When Julia Gillard says she's ordered ''protection measures'' to be put in place to give our soldiers extra security, it sounds like a positive. The reality is, however, that it's a signal the Taliban are winning. Each extra barrier that's erected between the Diggers and the Afghan soldiers they're meant to be mentoring eats away at the trust that's vital to accomplish the mission.
Defence will not admit it yet, but the requirement has subtly changed. Protecting our soldiers is now the first priority. There's nothing more that can be done to ''train'' the Afghans. They're well aware our soldiers will be pulling out in a year's time: no new battalion's been designated to replace the current rotation. This one will be the last.
The ANA's recruited from different ethnic groups from all over Afghanistan. Most of the soldiers have no desire to die, certainly not for Hamid Karzai or any of the provincial governors. Most just want to survive long enough to return to their families in other parts of the country. But just two per cent of people manage to stay alive until they're 65 and violent and sudden death is the norm. In an environment like this the immediate becomes omnipresent. Rational calculations about the importance of survival become warped by concepts about honour and religion. Survival relies on cultural bonds and norms that make nonsense of the Western enlightenment.

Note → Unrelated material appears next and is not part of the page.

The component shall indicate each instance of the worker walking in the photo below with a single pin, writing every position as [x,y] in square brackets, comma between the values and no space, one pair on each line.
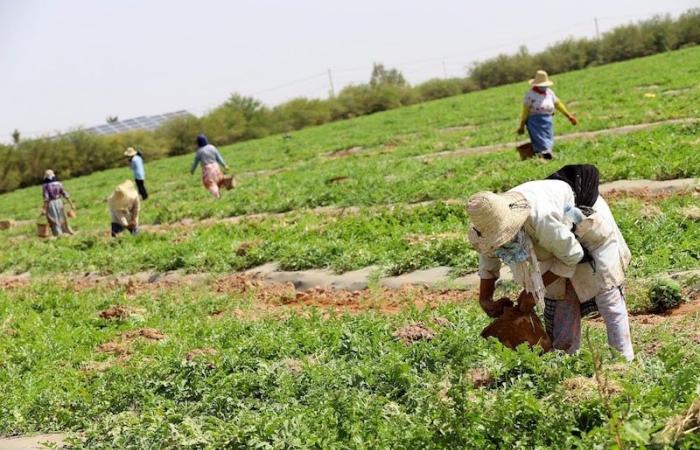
[137,167]
[211,160]
[124,206]
[538,112]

Two utterly different ways of life are clashing in Afghanistan: our world and another that's existed since long before the Ancient Greeks first charged across the rocky ground and barren soil on their way to the Khyber Pass. The locals know the latest superpower will pass by just as quickly as the last one did. American know-how and ingenuity has proved somewhat more resilient than Moscow's efforts two decades before - but not by much. The local way has triumphed.
The PM's ''vowed'' to keep the soldiers in Afghanistan until they complete their mission. Tony Abbott talks similar rubbish. But let's get real. The Afghan government is corrupt. Utterly. Discreet peace feelers have already been extended to the Taliban as part of a desperate attempt to allow the North Atlantic Treaty Organisation forces to depart with some dignity. At least we're maintaining the pretence of somehow propping up the kleptocratic regime in Kabul. But this nonsense is only for domestic consumption back home. Our efforts are ending with the same realisation of futile emptiness that led the Dutch to pull out years ago.
Gillard and Defence Minister Stephen Smith have cut short important overseas trips as a result of the killings. It's a triumph of form over substance. They will achieve nothing back here apart from mollifying the Australian electorate with a reassurance that the politicians treat the sacrifice of so many young lives seriously.
But platitudes won't rebuild trust. This is the one, vital commodity that's necessary if Afghanistan is ever to be rebuilt, yet the deaths of another three Australian soldiers will do nothing to restore it.
Nicholas Stuart is a Canberra writer.